Daring Greatly — How the Courage to Be Vulnerable Transforms the Way We Live, Love, Parent, and Lead
by Brene’ Brown: I’ve read The Gifts of Imperfection several times. It’s one of my favorites. Well, this is a companion or sequel to it, although you don’t have to have read her other books before reading this one. It stands well on its own.
I like to think of this as a troubleshooting guide. In The Gifts of Imperfection she talks about ten guide posts to living a Wholehearted life and the things that gets in the way of practicing those ten things. This book goes into more detail about the things that get in the way, the armor we put on, the habits that sabotage us when we’re trying to lead a full, joyful life.
Unlike a lot of ‘self-help’ books that document a person’s theories and that don’t always ring true for me, she forms her theories from her research (and she’s an excellent researcher).

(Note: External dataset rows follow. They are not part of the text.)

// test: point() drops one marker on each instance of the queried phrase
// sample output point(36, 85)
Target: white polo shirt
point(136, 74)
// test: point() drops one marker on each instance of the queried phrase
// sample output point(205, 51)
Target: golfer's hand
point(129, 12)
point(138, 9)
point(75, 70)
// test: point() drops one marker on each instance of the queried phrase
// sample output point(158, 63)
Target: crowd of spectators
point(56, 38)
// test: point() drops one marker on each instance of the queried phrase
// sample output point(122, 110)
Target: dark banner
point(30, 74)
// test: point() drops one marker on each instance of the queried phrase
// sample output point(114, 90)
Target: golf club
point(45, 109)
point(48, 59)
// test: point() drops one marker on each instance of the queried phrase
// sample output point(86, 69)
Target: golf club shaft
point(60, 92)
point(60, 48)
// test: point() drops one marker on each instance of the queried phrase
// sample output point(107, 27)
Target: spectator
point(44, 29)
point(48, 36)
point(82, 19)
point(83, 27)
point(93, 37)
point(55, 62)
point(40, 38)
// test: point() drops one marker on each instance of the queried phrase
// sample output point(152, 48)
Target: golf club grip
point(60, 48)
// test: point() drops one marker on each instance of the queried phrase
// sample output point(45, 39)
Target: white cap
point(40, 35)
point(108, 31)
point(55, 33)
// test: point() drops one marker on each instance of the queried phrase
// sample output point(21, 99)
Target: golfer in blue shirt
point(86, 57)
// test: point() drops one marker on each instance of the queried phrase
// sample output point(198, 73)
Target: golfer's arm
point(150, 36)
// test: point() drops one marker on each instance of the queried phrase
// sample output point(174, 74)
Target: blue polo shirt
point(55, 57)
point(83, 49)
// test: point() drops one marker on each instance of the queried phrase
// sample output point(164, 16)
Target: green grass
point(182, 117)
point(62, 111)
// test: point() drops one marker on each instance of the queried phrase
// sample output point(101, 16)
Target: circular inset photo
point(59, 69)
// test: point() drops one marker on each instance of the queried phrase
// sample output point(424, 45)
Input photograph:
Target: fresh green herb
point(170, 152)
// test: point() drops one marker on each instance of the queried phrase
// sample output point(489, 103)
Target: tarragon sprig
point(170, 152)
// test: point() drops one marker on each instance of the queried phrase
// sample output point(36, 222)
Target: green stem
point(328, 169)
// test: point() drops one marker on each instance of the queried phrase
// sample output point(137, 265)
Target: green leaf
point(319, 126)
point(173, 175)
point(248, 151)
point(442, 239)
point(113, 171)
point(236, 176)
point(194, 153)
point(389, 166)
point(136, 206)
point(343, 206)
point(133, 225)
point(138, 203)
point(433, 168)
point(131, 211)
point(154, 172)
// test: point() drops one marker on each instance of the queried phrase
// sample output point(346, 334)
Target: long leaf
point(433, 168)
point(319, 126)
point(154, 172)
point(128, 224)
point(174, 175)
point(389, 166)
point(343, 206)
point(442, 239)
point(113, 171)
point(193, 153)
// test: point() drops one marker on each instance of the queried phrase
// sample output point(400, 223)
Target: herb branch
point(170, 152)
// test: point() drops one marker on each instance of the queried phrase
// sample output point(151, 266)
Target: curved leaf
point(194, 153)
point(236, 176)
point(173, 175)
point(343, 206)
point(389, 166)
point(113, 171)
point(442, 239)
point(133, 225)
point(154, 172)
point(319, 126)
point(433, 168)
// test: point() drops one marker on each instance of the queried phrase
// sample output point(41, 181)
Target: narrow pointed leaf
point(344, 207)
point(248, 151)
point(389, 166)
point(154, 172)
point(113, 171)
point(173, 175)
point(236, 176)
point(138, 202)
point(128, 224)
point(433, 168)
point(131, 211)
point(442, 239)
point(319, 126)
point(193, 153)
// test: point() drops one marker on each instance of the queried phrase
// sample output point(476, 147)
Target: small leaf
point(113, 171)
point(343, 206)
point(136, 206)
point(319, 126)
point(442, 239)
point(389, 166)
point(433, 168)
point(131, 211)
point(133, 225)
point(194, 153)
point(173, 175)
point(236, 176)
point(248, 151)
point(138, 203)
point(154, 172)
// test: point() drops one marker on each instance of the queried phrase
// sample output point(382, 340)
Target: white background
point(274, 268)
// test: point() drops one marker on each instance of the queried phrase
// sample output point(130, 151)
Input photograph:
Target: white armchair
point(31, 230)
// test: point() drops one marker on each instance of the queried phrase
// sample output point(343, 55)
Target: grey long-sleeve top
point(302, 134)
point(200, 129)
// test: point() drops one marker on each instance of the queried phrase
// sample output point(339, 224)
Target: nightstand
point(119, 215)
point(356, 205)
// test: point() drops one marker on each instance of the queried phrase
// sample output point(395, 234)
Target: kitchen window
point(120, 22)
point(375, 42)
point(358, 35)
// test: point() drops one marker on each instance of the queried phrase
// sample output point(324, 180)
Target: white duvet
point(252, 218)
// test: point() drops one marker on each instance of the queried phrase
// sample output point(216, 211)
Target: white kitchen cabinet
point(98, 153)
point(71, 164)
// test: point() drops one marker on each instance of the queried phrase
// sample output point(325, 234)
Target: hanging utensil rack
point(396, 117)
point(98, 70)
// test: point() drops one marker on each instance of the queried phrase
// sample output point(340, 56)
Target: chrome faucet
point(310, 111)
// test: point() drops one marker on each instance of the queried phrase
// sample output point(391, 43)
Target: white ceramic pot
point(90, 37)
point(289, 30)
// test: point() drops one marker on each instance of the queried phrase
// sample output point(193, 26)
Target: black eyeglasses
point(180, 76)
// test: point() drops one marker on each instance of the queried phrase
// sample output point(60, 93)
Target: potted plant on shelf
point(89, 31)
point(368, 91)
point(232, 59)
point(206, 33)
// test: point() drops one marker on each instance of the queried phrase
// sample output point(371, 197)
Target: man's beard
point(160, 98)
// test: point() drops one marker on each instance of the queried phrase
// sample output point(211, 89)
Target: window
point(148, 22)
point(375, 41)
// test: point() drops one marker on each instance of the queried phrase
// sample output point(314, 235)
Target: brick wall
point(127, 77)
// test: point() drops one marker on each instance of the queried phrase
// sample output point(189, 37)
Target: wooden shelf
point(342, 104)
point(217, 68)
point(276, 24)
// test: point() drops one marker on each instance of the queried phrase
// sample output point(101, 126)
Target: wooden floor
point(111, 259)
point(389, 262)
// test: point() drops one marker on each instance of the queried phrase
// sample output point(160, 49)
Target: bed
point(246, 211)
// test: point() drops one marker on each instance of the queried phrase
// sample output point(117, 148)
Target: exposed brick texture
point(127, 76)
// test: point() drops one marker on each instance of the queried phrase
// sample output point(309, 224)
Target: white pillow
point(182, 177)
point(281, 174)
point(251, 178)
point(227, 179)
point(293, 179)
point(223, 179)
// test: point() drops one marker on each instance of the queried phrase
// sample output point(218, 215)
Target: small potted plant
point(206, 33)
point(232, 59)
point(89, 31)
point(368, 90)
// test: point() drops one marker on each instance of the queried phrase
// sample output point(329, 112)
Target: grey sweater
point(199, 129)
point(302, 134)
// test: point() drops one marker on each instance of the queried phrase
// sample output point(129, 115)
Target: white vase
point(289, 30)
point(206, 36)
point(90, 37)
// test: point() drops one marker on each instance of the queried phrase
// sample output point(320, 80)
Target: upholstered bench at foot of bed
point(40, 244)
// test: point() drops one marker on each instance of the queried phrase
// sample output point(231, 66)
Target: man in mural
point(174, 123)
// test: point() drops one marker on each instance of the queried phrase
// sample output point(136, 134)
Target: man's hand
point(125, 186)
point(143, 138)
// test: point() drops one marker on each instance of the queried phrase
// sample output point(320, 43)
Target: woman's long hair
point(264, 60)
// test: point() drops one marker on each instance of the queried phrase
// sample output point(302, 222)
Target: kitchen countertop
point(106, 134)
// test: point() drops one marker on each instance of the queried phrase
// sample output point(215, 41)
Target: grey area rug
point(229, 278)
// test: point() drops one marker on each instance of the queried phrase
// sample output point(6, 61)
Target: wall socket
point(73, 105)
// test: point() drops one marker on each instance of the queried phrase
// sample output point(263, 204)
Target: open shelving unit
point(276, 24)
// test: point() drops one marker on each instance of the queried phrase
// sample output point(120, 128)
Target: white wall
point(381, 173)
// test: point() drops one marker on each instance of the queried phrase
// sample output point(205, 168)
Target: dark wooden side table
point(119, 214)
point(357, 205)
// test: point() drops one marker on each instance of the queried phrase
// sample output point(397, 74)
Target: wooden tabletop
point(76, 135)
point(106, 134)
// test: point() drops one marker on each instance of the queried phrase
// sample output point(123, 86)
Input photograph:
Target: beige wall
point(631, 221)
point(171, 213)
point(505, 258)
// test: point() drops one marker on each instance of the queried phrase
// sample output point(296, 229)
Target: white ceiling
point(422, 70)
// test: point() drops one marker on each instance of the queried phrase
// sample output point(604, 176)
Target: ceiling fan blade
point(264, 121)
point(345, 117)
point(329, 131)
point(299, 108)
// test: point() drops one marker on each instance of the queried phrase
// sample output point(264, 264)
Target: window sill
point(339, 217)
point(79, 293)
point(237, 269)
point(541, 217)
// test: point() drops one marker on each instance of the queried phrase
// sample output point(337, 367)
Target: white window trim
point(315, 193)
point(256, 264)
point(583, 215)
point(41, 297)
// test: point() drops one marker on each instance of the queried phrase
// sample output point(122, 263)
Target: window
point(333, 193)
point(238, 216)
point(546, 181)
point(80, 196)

She even writes about how she researches if you’re interested. This and The Gifts of Imperfection are definitely recommended.
Rabbit Stew and A Penny or Two — A Gypsy family’s hard and happy times on the road in the 1950s
by Maggie Smith-Bendell: A memior. I love learning about the way people live. Ms. Smith-Bendell writes in a clear, conversational way that made me want to keep on reading. She is a Romani Gyspy born and raised in England, and she writes about her life as a child traveling with her family as well as her later years spent helping other Gypsies to get approval to use the land they bought. (As I understand it, in England you can buy land, but then the local council has to approve permits for what use the land will be put. If I’m wrong on this I’m sure someone will say so.) A very interesting read.

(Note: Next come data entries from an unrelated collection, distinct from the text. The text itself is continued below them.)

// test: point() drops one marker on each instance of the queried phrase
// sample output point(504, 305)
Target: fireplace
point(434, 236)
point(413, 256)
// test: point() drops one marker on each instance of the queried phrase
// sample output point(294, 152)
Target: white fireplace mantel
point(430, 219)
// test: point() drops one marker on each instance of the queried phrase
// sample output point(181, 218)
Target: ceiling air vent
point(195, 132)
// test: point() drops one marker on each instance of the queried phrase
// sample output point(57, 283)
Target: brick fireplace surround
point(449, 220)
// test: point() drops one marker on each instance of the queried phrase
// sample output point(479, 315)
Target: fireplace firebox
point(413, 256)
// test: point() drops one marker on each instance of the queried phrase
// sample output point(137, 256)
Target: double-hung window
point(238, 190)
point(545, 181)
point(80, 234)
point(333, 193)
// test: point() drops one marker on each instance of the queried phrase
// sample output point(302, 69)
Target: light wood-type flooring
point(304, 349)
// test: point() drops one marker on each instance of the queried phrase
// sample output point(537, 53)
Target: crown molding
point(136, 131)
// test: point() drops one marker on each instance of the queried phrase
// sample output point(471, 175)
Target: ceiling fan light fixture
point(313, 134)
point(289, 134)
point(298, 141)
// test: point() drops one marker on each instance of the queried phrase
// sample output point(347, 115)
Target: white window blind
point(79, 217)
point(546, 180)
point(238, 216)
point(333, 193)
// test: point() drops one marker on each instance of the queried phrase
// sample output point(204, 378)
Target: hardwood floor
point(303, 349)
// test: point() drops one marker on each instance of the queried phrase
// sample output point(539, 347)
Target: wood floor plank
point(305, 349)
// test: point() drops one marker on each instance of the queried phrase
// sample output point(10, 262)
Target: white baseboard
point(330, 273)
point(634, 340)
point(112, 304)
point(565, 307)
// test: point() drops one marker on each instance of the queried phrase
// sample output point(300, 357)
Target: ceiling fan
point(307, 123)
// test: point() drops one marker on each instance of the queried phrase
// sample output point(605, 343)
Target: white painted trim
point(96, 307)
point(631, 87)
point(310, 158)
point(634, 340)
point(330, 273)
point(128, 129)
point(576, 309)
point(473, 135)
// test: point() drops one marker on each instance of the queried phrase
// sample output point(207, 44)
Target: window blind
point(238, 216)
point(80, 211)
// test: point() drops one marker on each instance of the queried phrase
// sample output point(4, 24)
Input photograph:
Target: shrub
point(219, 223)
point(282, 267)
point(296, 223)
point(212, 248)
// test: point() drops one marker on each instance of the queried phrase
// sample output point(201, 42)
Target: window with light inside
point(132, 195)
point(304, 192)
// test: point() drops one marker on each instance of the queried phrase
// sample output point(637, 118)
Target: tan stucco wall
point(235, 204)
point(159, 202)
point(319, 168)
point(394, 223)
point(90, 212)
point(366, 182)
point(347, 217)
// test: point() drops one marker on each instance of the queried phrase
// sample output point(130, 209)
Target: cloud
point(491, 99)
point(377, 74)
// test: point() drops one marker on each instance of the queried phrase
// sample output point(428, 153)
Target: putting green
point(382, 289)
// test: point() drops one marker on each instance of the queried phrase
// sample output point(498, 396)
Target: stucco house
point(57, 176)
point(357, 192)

Zentangle untangled by Kass Hall: This was the first Zentangle book I found for the Kindle. I don’t generally like to draw, but I like the idea of set patterns and focusing on the act of drawing rather than the finished product. It reminded me of when I was very young sitting at a kid-sized table focusing so much on the act of drawing that I didn’t notice the other kids and the noise and activities that were going on around me. It was a refreshing feeling.
Journalution by Sandy Grason: This has some good prompts that I’ve used in my own personal journaling.
The Borrowers by Mary Norton: How did I miss this gem when I was a kid? I know, it was because as a kid I was trying to adult books and missed out on a lot of very good children’s and YA fiction.
Of course, I’d seen movies and knew the general concept, but I think the book is far superior. I also got it on audio book; I liked it that much.